Com ou sem pretensões espirituais, com ou sem conhecimentos sobre consciência, Deus, inteligência universal, todos experimentamos a sensação de "querermos ser nós". Se por um lado a expressão em si é absurda "querer ser eu", já que para a afirmarmos temos de, primeiro, SER, expressar este desejo de se ser o que já se é parece uma vontade inerente a ser humano. Ora, querer ser eu, implica um eu que já é, mas que sabe em si, através de alguma força maior que não é bem aquilo que imagina, sente ou tem percepção de, como se algo faltasse no contexto maior, como se algo soubesse que há mais do que parece haver. Esta sensação de "querer ser eu" leva-nos em buscas de roupagens que nos sirvam como representações mais próximas deste eu que queremos ser. Estas roupagens surgem de várias formas: com carreiras profissionais, com roupas, com relacionamentos, com idas a sítios específicos, com grupos de amigos de determinadas características, com palavras "sábias" que nos saem da boca e dos poros em defesa do projecto em construção deste alguém a que queremos chegar.
"Ser eu" - esta expressão implica na mente de muitos humanos apenas e só uma ideia, uma aspiração, um conceito, uma imagem, um sonho. Atrás de ideias, imagens e sonhos por sonhar vivem os humanos entretidos numa viagem em que o destino se move, afasta e modifica a cada episódio de vida. O destino move-se porque não estava lá à partida, nunca existiu naquele tempo e espaço, esse destino, esse ser que queremos ser nunca existirá... porque nunca existiu. Foi apenas um projeto mental, um conjunto de ideias, uma projeçao, uma qualquer fé estranha em que o universo se moldaria ao nosso próprio gosto e para nosso próprio prazer, para, finalmente, nos sentirmos o "nós" que merecemos e trabalhámos para.

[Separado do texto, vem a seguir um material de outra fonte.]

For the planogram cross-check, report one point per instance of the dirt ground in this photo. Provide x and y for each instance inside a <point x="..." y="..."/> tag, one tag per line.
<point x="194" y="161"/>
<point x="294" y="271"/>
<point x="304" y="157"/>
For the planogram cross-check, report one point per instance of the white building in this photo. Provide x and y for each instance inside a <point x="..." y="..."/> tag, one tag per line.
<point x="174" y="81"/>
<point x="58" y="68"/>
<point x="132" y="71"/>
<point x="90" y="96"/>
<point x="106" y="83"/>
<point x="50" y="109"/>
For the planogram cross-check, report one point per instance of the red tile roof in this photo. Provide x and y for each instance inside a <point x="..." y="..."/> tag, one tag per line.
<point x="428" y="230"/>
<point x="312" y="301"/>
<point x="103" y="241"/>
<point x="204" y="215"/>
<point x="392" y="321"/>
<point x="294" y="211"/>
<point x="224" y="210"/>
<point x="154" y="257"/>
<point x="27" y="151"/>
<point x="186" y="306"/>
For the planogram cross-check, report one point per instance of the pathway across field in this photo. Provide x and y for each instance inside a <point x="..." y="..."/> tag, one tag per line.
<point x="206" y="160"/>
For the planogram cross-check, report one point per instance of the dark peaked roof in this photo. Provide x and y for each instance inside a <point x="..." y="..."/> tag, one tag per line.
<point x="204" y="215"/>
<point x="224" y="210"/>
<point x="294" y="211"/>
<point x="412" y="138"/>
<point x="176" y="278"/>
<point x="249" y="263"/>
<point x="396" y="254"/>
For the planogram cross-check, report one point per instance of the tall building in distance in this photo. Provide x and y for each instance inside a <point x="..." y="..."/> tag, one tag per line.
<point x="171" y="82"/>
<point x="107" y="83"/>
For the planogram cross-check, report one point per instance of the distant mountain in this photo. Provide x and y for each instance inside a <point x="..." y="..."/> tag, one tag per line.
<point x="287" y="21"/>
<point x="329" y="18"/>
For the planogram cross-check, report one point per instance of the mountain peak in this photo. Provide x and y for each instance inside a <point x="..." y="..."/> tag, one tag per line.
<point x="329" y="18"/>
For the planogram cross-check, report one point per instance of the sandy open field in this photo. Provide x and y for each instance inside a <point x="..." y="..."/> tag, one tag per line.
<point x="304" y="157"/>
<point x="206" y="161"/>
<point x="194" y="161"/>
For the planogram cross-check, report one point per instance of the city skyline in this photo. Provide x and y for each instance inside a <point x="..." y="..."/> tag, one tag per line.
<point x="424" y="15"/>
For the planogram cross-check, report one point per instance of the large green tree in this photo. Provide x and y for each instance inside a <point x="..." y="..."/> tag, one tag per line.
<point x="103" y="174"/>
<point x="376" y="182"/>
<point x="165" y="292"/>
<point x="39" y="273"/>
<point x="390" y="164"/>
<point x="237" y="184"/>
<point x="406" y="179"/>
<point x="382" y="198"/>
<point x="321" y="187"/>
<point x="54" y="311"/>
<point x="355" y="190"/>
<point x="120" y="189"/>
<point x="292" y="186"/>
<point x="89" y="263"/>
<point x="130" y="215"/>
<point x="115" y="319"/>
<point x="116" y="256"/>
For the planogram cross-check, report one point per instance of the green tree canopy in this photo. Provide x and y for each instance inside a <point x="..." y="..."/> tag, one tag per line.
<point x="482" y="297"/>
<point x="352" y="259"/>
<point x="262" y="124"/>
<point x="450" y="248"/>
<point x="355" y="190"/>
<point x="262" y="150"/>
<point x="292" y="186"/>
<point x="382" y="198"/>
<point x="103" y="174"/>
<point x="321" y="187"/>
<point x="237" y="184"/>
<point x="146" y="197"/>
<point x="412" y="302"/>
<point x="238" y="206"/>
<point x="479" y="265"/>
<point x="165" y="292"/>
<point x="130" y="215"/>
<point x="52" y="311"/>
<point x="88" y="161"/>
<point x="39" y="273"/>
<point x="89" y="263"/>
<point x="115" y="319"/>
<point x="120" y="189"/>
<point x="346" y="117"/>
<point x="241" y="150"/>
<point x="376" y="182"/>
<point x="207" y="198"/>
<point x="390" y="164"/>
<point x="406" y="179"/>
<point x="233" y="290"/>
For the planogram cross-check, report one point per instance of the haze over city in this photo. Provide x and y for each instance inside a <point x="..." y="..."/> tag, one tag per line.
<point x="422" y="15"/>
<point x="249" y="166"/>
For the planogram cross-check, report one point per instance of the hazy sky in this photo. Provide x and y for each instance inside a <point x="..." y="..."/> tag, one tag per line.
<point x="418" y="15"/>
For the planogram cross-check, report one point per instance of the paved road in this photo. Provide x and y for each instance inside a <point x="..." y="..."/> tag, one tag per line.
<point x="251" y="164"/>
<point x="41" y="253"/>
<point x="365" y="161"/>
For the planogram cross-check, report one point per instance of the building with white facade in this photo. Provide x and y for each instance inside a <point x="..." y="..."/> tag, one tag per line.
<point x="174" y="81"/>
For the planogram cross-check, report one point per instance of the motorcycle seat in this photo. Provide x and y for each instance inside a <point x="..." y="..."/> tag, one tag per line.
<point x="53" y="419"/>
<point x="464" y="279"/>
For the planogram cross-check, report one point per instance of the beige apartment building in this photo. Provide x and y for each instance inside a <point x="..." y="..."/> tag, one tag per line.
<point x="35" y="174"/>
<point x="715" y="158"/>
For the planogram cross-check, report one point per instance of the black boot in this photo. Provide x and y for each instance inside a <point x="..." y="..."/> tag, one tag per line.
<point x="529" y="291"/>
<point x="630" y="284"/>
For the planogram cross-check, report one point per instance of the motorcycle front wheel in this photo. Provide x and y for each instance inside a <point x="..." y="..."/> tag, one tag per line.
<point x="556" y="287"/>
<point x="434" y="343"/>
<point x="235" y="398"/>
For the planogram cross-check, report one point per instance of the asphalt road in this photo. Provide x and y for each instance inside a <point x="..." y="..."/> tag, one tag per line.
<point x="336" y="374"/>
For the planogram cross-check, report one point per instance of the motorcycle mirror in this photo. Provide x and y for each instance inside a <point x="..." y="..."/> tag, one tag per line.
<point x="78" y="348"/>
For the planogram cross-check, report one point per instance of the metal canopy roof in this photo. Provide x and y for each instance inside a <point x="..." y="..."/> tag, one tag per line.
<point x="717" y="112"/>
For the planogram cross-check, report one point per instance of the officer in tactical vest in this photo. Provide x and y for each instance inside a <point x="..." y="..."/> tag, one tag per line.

Como explicar a uma sociedade que vive focada em atingir, em alcançar, em aspirar em ser este alguém que esta busca é totalmente imaginada? Como abrir o coração de quem tem a bandeira da vitória hasteada na mente e nas suas projeções? Por outro lado... às vezes questiono-me é como é que isto não acontece sozinho em todos os seres? Temos que ser muito teimosos e obececados com as nossas ideias para não ver que perseguimos fantasmas, que qualquer perseguição é em si cansativa, e se o alvo é inexistente, é no mínimo uma batalha perdida.
Que ironia esta a de tentar ser aquilo que já se é. Se não quiseres ser nada... o que te falta? Porque queres tanta coisa se sabes que ao tê-las já não as queres ou inventas outras? Se tens este alimento porque desejas outro? Porque acreditas que te falta algo e que tens que te esforçar por ser alguém? Quem te disse? Porque achas que não estás bem como estás? Se existes... porque lutas por existir? Se já és... porque tentas ser?